One of the first questions I ask brides and grooms before planning a play list is, “what kind of atmosphere are you trying to set during this time in the reception?”
It is really important to set lots of different atmospheres and manipulate many different emotions at a wedding, if you really want it to stand out and feel special. You don’t really want to stay in one “mood” for any extended periods of time. Therefore, no segment of a wedding should be all fast, all slow, or even all serious for a long time. To make your wedding feel like one of the best ever, it’s all about mixing it up.
“If you really want to keep your wedding guests fully engaged and make a long-lasting impression, you have to appeal to all their senses, and all of their emotions.”
Before we talk about planing the best wedding playlist, let’s look at another form of entertainment that focuses on mixing up emotions; the film world.
When you go to Regal Cinema in The Crossgates Mall in Guilderland , NY and sit down with your over-priced soda & your garbage can full of butter and popcorn, isn’t the whole point of making a trip to the movie theater to be emotionally manipulated? The whole point of going to the movies is to have someone tell you a story that makes you laugh or cry, and perhaps, an experience that you will remember for years to come?
Walt Disney once said, ” … for every laugh, there should be a tear.” Mickey Mouse’s always wanted fans on an emotional roller coaster ride whenever they went to the movies.
Walt Disney always made sure that his films had scenes that deliberately went out their way to make the audience cry; The death of Bambi’s mother… Snow White’s funeral scene… Pinocchio appearing to have died… Cinderella having her dress destroyed and losing all hope of going to the Ball….

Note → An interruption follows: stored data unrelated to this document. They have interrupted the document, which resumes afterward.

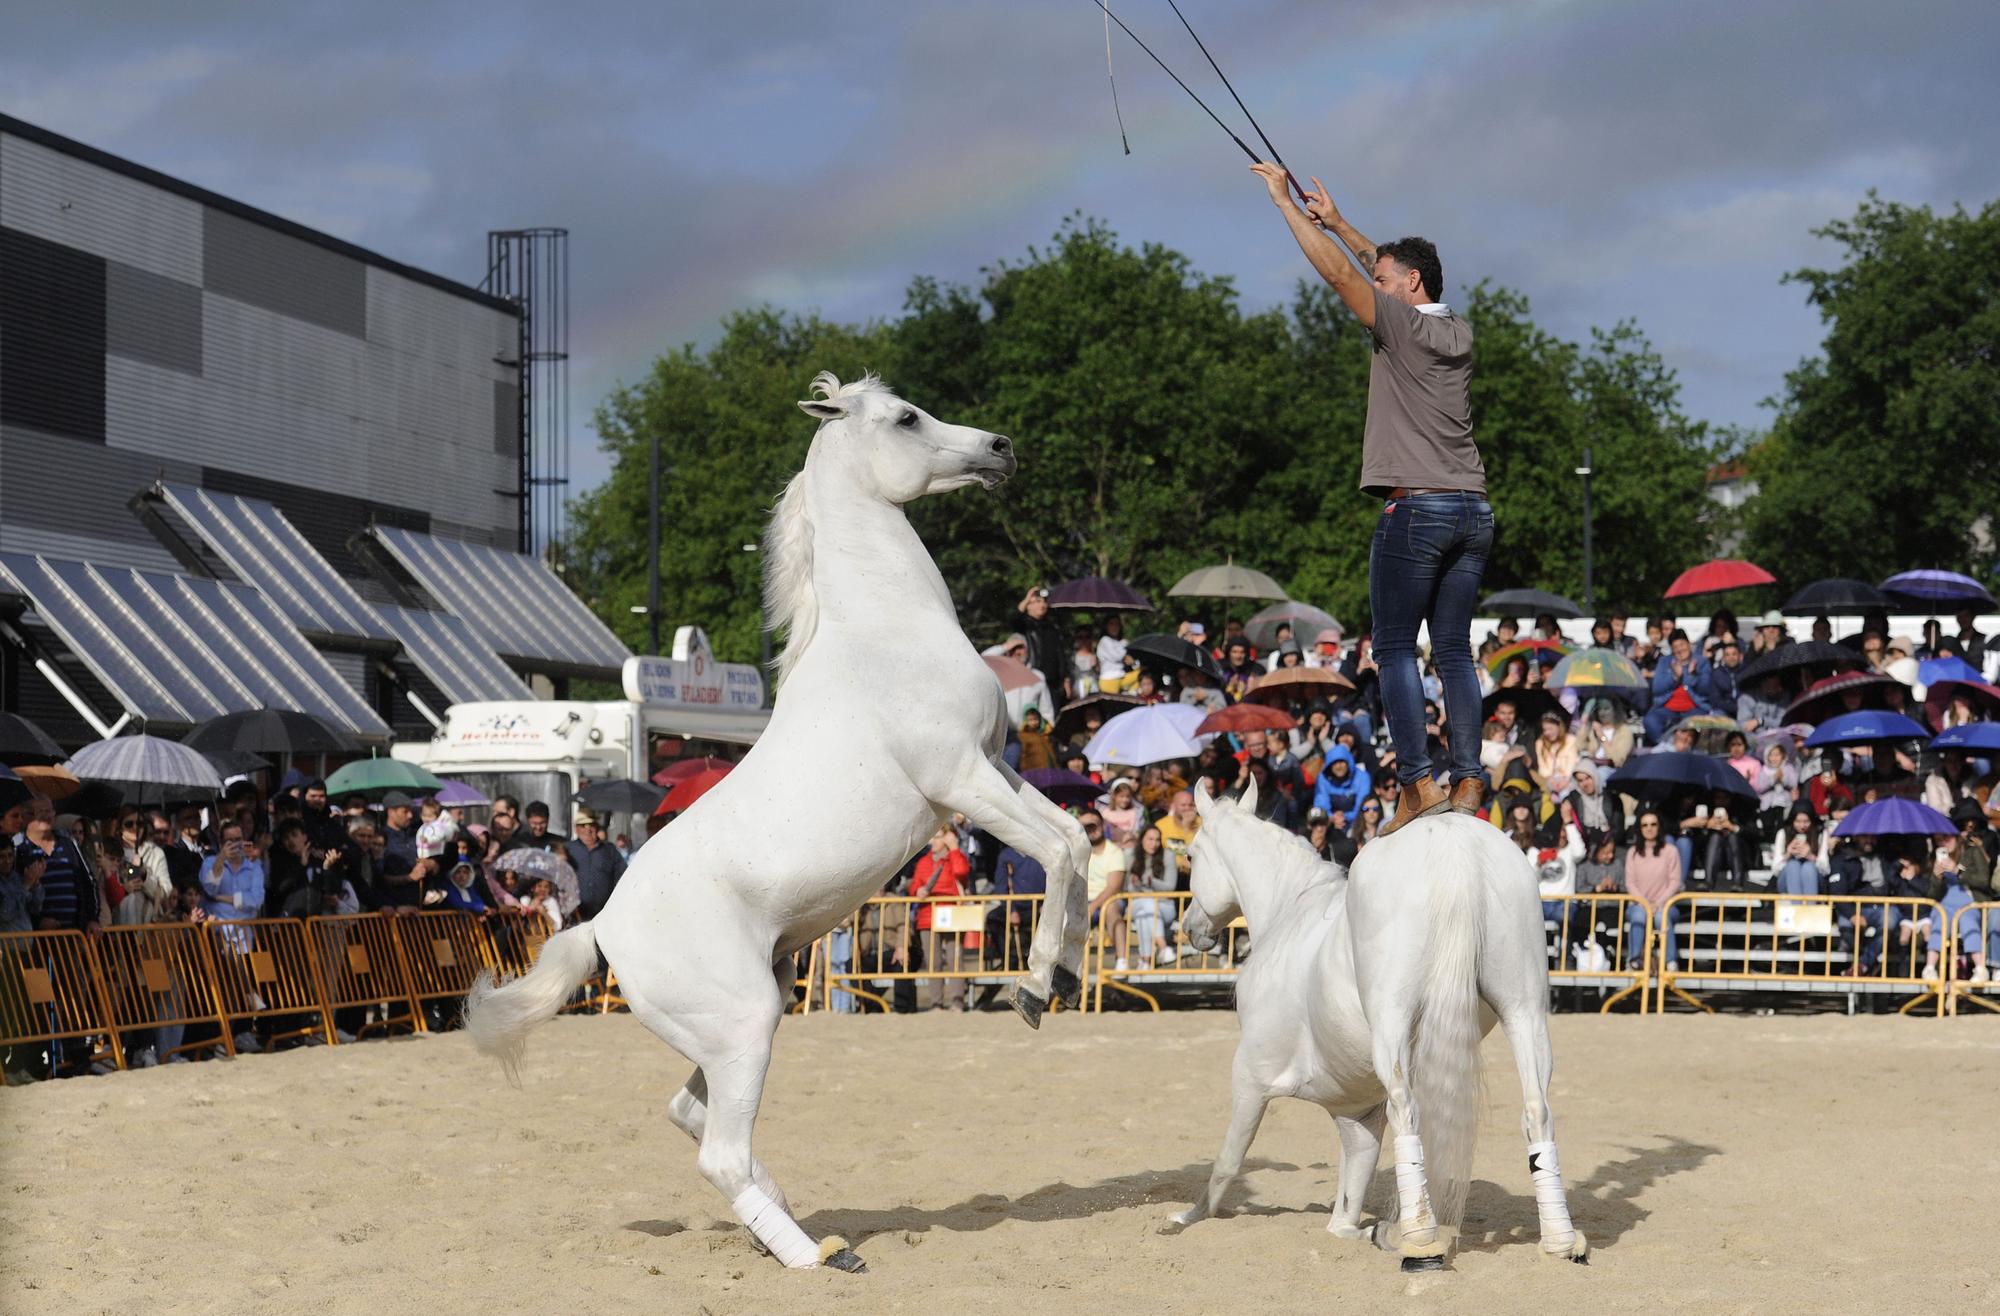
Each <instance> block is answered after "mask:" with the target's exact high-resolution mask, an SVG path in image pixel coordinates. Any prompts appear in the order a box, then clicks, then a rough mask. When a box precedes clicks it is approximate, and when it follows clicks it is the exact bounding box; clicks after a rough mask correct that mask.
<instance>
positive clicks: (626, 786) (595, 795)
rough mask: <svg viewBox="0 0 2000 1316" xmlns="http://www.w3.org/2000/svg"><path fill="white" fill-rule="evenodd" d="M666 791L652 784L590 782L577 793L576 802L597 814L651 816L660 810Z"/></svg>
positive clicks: (622, 780) (627, 782) (623, 781)
mask: <svg viewBox="0 0 2000 1316" xmlns="http://www.w3.org/2000/svg"><path fill="white" fill-rule="evenodd" d="M664 796H666V790H662V788H658V786H654V784H650V782H626V780H608V782H590V784H588V786H584V788H582V790H578V792H576V802H578V804H584V806H586V808H590V810H592V812H596V814H650V812H652V810H656V808H660V800H662V798H664Z"/></svg>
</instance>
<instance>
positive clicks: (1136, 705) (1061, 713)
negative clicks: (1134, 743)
mask: <svg viewBox="0 0 2000 1316" xmlns="http://www.w3.org/2000/svg"><path fill="white" fill-rule="evenodd" d="M1138 706H1140V700H1136V698H1134V696H1130V694H1086V696H1084V698H1080V700H1070V702H1068V704H1064V706H1062V712H1058V714H1056V722H1054V726H1052V728H1050V734H1052V736H1054V738H1056V744H1068V742H1070V736H1074V734H1078V732H1082V730H1086V728H1088V726H1090V714H1092V710H1094V712H1096V714H1098V722H1100V724H1104V722H1110V720H1112V718H1116V716H1118V714H1122V712H1126V710H1128V708H1138Z"/></svg>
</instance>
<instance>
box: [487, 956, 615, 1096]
mask: <svg viewBox="0 0 2000 1316" xmlns="http://www.w3.org/2000/svg"><path fill="white" fill-rule="evenodd" d="M594 972H598V934H596V930H594V928H592V926H590V924H578V926H574V928H566V930H562V932H558V934H556V936H552V938H548V942H544V944H542V958H538V960H536V962H534V968H530V970H528V972H526V974H522V976H520V978H514V980H512V982H508V984H504V986H500V984H496V982H494V976H492V972H490V970H488V972H484V974H480V976H478V980H476V982H474V984H472V992H470V994H468V996H466V1032H468V1034H472V1046H476V1048H478V1050H482V1052H486V1054H488V1056H492V1058H494V1060H498V1062H500V1068H502V1070H504V1072H506V1076H508V1082H512V1084H516V1086H518V1084H520V1058H522V1054H524V1052H526V1050H528V1030H530V1028H534V1026H536V1024H542V1022H546V1020H552V1018H556V1012H558V1010H562V1006H564V1002H568V1000H570V996H574V994H576V988H578V986H582V982H584V978H588V976H590V974H594Z"/></svg>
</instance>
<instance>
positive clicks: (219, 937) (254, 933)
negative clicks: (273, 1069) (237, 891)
mask: <svg viewBox="0 0 2000 1316" xmlns="http://www.w3.org/2000/svg"><path fill="white" fill-rule="evenodd" d="M200 926H202V928H206V930H208V938H206V940H204V948H206V952H208V972H210V974H212V976H214V986H216V1002H218V1010H216V1012H218V1014H220V1018H222V1028H224V1032H236V1024H238V1020H258V1018H264V1020H280V1026H278V1032H274V1034H272V1036H270V1042H288V1040H292V1038H304V1036H310V1034H312V1032H318V1034H320V1036H322V1038H324V1040H326V1044H328V1046H332V1042H334V1020H332V1014H328V1010H326V996H324V992H322V990H320V984H318V976H316V974H314V970H312V952H310V950H306V924H302V922H298V920H296V918H234V920H230V918H210V920H208V922H204V924H200Z"/></svg>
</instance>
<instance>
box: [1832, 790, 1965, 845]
mask: <svg viewBox="0 0 2000 1316" xmlns="http://www.w3.org/2000/svg"><path fill="white" fill-rule="evenodd" d="M1834 836H1958V824H1954V822H1952V820H1950V818H1946V816H1944V814H1940V812H1938V810H1934V808H1930V806H1928V804H1918V802H1916V800H1898V798H1894V796H1892V798H1888V800H1876V802H1874V804H1862V806H1860V808H1856V810H1852V812H1850V814H1848V816H1846V818H1842V820H1840V826H1836V828H1834Z"/></svg>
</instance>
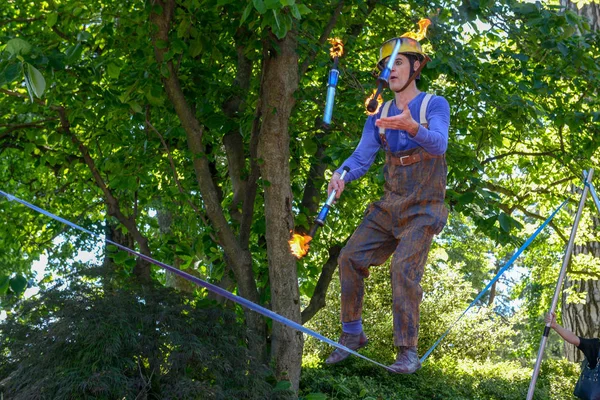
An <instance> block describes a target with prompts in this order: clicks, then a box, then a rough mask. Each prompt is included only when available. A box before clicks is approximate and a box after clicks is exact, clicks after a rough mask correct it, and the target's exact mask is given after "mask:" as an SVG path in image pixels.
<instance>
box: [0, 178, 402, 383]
mask: <svg viewBox="0 0 600 400" xmlns="http://www.w3.org/2000/svg"><path fill="white" fill-rule="evenodd" d="M0 194H1V195H3V196H4V197H6V198H7V199H8V200H9V201H12V200H14V201H16V202H18V203H21V204H23V205H24V206H26V207H29V208H31V209H32V210H34V211H37V212H39V213H41V214H44V215H46V216H48V217H50V218H52V219H55V220H57V221H59V222H62V223H63V224H65V225H68V226H70V227H72V228H75V229H78V230H80V231H82V232H85V233H87V234H89V235H91V236H93V237H95V238H97V239H99V240H103V241H105V242H106V243H110V244H112V245H114V246H116V247H118V248H120V249H121V250H124V251H126V252H128V253H130V254H133V255H135V256H137V257H140V258H141V259H143V260H146V261H148V262H150V263H152V264H154V265H157V266H159V267H161V268H163V269H166V270H168V271H171V272H173V273H174V274H177V275H179V276H181V277H182V278H184V279H187V280H189V281H191V282H194V283H195V284H197V285H199V286H202V287H203V288H205V289H207V290H210V291H211V292H213V293H216V294H218V295H220V296H223V297H225V298H226V299H229V300H231V301H233V302H235V303H237V304H239V305H241V306H243V307H246V308H248V309H249V310H252V311H255V312H257V313H259V314H262V315H263V316H265V317H267V318H271V319H272V320H273V321H277V322H280V323H282V324H284V325H287V326H289V327H290V328H293V329H296V330H297V331H300V332H303V333H306V334H307V335H310V336H312V337H314V338H316V339H318V340H320V341H322V342H324V343H327V344H329V345H331V346H334V347H337V348H338V349H340V350H344V351H347V352H348V353H350V354H352V355H355V356H357V357H360V358H362V359H363V360H367V361H369V362H371V363H373V364H375V365H378V366H380V367H382V368H385V369H386V370H389V371H391V370H390V368H389V367H388V366H386V365H383V364H381V363H379V362H377V361H374V360H371V359H370V358H368V357H365V356H363V355H362V354H360V353H358V352H356V351H354V350H351V349H349V348H347V347H346V346H344V345H341V344H339V343H337V342H334V341H333V340H331V339H328V338H326V337H325V336H323V335H321V334H319V333H317V332H315V331H313V330H310V329H308V328H306V327H304V326H302V325H301V324H299V323H297V322H294V321H292V320H290V319H287V318H285V317H283V316H281V315H279V314H277V313H275V312H273V311H271V310H269V309H267V308H265V307H262V306H260V305H258V304H256V303H253V302H251V301H250V300H247V299H245V298H243V297H240V296H237V295H235V294H233V293H230V292H228V291H227V290H225V289H223V288H220V287H219V286H216V285H213V284H212V283H209V282H206V281H204V280H202V279H200V278H198V277H195V276H193V275H190V274H188V273H186V272H184V271H181V270H179V269H177V268H175V267H172V266H170V265H168V264H165V263H162V262H160V261H157V260H155V259H153V258H152V257H148V256H146V255H144V254H142V253H139V252H137V251H135V250H132V249H130V248H128V247H126V246H123V245H121V244H119V243H116V242H113V241H111V240H109V239H106V238H104V237H102V236H100V235H98V234H96V233H94V232H91V231H89V230H87V229H85V228H83V227H81V226H79V225H77V224H75V223H73V222H71V221H68V220H66V219H64V218H61V217H59V216H57V215H54V214H52V213H50V212H48V211H46V210H44V209H42V208H39V207H37V206H35V205H33V204H31V203H28V202H26V201H25V200H21V199H19V198H18V197H15V196H13V195H11V194H8V193H6V192H3V191H2V190H0Z"/></svg>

Even the old time southern Baptist tent meeting ministers realized that chopping up the emotions was the way to go. By offering quick “mood jumps” from fast hymns into slower tear-jerking testimonials, it was always clear that people felt they were really attending something special, after looking at the offering plates at the end of the night.
In today’s high impact, fast moving, MTV-style-edited, attention-deficit disordered world, you have to constantly change things up to keep your audience. This is even more so when your audience is a vastly-varied demographic like wedding guests tend to be.
For my weddings in the Albany, Troy, Schenectady, NY area, I try and follow this same psychology to create the same results. I want the people attending the wedding to feel like they are experiencing something special. Therefore, coming out of a coctail hour with an acoustic blend including lounge, jazz, soft rock, country and reggae, I like to bump into a high-energy introduction, then drop it right back down into a touching classy ballad first dance. Immediately after that, I recommend playing something lighter or nostalgic before the toast, then transition over to a fun party mix for dinner with one-hit wonders, throwbacks, sing-alongs and good tunes that are tougher to dance to while people eat. After dinner, I introduce the dance segment with a mix of todays hits and all your favorite classics.
When putting together your wedding music playlist, or any party for that matter, keep mood-mixing in mind. Chopping up the desired atmospheres with an emotional roller coaster playlist is a great way to really touch all of the bases. Mixing up everything in the end will really make your night feel special and memorable.